The setting of the 2008/09 financial crisis generated a storm in the financial and security markets and needed direct involvement of the U.S Central Bank, that is, the “Fed” to help curb the crisis. The Fed was required to play its role in setting monetary policies and enforcing regulations of the banking systems to help avoid the collapse of the financial systems(Pereira et al. 109). The immediate action was to bail out financial institutions to ensure that they do not transfer their financial management failures to creditors. The move was also backed with the pumping of government money into the economy purposely to stimulate business activities at the level when private loans are limited(Pereira et al. 109). As a result, the government, through the Federal Bank, owned majority shares and the private sector after providing over $ 4 trillion to ensure that the financial industry is sustained.
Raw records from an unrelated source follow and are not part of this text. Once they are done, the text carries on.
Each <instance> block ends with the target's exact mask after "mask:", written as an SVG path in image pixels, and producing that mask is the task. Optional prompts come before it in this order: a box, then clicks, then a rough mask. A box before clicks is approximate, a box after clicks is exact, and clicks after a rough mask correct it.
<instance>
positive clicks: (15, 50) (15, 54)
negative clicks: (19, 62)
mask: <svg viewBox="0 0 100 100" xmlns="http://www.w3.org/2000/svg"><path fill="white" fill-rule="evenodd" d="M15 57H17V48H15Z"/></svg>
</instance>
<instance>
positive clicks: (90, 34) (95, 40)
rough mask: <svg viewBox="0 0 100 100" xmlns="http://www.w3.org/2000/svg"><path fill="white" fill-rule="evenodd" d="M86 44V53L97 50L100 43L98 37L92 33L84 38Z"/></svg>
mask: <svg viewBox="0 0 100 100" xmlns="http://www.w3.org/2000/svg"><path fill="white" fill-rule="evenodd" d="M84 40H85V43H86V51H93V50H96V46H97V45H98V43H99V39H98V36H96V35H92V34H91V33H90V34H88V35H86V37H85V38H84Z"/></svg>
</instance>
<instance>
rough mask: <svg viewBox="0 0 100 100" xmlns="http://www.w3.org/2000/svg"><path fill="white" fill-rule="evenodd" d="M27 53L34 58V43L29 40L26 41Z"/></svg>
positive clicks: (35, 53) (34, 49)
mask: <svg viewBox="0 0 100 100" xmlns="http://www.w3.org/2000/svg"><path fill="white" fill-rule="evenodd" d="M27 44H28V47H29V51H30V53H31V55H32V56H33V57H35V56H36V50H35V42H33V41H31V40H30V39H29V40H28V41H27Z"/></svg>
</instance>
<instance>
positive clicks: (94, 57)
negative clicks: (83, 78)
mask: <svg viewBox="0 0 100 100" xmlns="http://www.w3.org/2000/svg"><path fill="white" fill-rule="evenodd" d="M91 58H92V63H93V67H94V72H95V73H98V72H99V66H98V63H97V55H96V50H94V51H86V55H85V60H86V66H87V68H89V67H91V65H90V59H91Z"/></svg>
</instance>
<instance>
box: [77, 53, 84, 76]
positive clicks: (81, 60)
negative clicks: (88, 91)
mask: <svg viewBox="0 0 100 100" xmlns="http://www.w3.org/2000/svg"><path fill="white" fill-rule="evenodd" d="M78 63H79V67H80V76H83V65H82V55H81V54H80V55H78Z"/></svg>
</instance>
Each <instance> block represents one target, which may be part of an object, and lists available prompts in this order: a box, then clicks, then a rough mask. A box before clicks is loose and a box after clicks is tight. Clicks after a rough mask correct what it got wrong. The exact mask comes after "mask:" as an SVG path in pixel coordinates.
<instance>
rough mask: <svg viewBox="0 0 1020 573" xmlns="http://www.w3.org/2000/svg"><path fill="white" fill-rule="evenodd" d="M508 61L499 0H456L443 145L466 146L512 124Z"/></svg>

Subsequently, the bailed institutions managed to repay to the government early enough. Thus, this lowered the cost of the crisis to $ 1.2 trillion by the end of the crisis in 2009. Precisely, therefore, the Feds role included the following policies;

  1. Cutting on the interest rates which was targeted at assisting the ailing institutions
  2. It engaged in quantitative easing, that is, large scale purchase of assets to wipe out excessive liquidity and,
  3. Lastly, the Fed provided forward guidance on interest rates.

However, despite these efforts, the unemployment level remained high for some time. As such, the U.S Central Bank was again required to engage in managing the crisis excessively.

Question 3

The market action and Feds’ actions are in a competing perspective. Whereas banks are determined to increase profitability by controlling the market demand and supply factors, it is evident that they cannot entirely be left on their own without control(Latest Memo from Howard Marks). As such, I agree with accounts from Mark’s memo that the crisis is bound to happen again if the Fed accedes to the current pressure from traders and financial markets to easing interest rates, especially in the current crisis(Latest Memo from Howard Marks). The same situation could plummet into a moral hazard in the future among financial institutions and creditors who may tend to engage in careless handling of financial resources while expecting solutions from the Central Bank and the government in a crisis.

Works Cited

Latest Memo from Howard Marks: Knowledge ofthe Future. Accessed on 4th May 2020 from https://seekingalpha.com/article/4338495-latest-memo-from-howard-marks-knowledge-of-future

Pereira, Luiz C., Jan Kregel, and Leonardo Burlamaqui. Financial Stability and Growth: Perspectives on financial regulation and new developmentalism. Hoboken: Taylor and Francis, 2014. Print.